The study commissioned by public relations major Weber Shandwick's specialist multicultural marketing division Multi-Cultural Communications (MCC) has found that ethnic minorities feel alienated by big brands.
Titled the Multi-Cultural Insight Study 2007, the study examined the impact brands had on ethnic minorities. The spending power of ethnic minorities in Britain is estimated to reach 32 billion pounds by 2010.
The study found that ethnic consumers in Britain often felt ignored, with at least one in two people from all ethnic groups, including the white population, believing that consumer brands often use ethnic faces in advertising as a token gesture.
This perception is particularly strong among the Black African (71 per cent), Chinese (68 per cent) and Indian communities (67 per cent).
At least three-quarters of Asian (77 per cent) and Black (78 per cent) people and half (50 per cent) of Chinese people in Britain are worried that mainstream brands have no relevance to them.
In addition, 75 per cent of Black, 63 per cent of Asian and 50 per cent of Chinese people believe consumer brands are not aware of how to market to individuals from ethnically diverse backgrounds.
The 2001 National Census found that 10 percent of UK's population was from a non-white ethnic group, with the three largest groups being Asian, Black and Chinese.
A third of the population of Inner London and a quarter of the population of Outer London are from ethnic minority groups.
Rakhee Vithlani, head of MCC, said: "As the UK becomes increasingly diverse, companies are steadily realising the opportunities of communicating to the multicultural market, but it is apparent that many still do not fully understand how to effectively tune in to the spending power of ethnic groups."

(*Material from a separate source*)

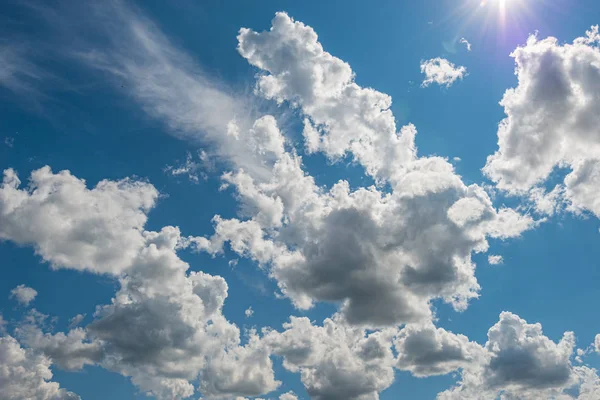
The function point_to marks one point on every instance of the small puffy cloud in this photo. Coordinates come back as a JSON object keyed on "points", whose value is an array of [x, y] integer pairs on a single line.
{"points": [[335, 361], [341, 117], [521, 363], [288, 396], [551, 122], [164, 327], [23, 294], [425, 350], [466, 43], [382, 256], [26, 375], [495, 259], [71, 226], [441, 71]]}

The study found that some major brands communicate well with ethnic groups in the country as part of their marketing, advertising and PR strategies. Tesco, Orange and BT have conducted specific campaigns and reaped brand equity and financial benefits.
Researchers found that Black and Asian consumers would be more inclined to purchase a product if they noticed it was advertised to multicultural consumers.
In some sectors, ethnic minority spending per head is significantly higher: for example, Black and Asian consumers spend 44 percent more on clothing on average per month than White consumers.
Four out of five Black, Asian and Chinese respondents agree religion and cultural background are important to them, with Black consumers in particular being very strongly inclined to admire celebrities in film, TV, music and sport from their own ethnic background.
Black respondents' most admired top three film, music, TV and sport celebrities are all of Black ethnic origin, and Asian respondents' most admired top three film celebrities are all of Asian ethnic origin.